Monday, March 29, 2010

Making like a job

This past weekend, I attended a show in my official capacity as a theatre reviewer. It's a job I've done occasionally for the last two years or so, and I've reviewed one excellent show, several good shows, and many . shows. But this past weekend, I saw what I might consider my first "bad" show. Leaving the theatre, I had very specific problems with the show I saw, what I thought about it, and the overall unsatisfying taste that it left in my mouth. But now I was faced with a problem. Well, if not a problem, per se, at least an interesting first time event: I had to write a review for a show I did not like.
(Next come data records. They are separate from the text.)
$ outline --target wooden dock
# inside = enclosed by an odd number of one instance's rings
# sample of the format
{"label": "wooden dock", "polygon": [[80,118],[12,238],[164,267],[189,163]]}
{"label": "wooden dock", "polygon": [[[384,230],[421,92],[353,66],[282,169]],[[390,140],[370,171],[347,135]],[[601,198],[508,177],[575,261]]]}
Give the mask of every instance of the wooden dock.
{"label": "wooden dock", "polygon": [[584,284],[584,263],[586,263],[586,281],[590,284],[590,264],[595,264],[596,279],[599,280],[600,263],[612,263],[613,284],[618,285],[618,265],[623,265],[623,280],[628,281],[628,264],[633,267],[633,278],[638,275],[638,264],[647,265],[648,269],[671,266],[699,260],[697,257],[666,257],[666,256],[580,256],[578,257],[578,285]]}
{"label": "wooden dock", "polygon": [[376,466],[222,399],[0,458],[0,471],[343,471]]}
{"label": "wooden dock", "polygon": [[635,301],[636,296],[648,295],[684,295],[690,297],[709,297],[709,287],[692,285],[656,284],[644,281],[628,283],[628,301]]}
In the past, I have written reviews for shows that I didn't especially care for, a show that just wasn't on my frequency, and even one show that tried to do a whole lot but had the whole thing come crashing down around it. But this was the first one where I was hard-pressed to come up with things that I enjoyed. Overall, I realized that my major problems were with the show itself and not the production. But still, this was a theatrical clunker I had to discuss.

Now, let's make things even more complicated. I know people in this show. I know they will read this review, and I know they will recognize my name. I am not cowering in the back corner, hiding behind my editor, scared to write an honest review of the show. (For the record, my editor is very complimentary and very supportive of the critical eye I bring to my work. She's got my back.) And I've gotten bad reviews before as well. The line I hope to walk is to make intelligent perceptive points about the show while not seeming like I have an agenda myself. The sort of review where the people involved would go "Crap, he saw through everything and he makes really excellent points." The sort of thing they would not necessarily enjoy, but the sort of thing they must agree with.

I just emailed it to the boss. It's out of my hands now, and I feel pretty good on a job well done. And I can also take comfort in the fact that I'll never know if they read it or not. At least... not unless they tell me.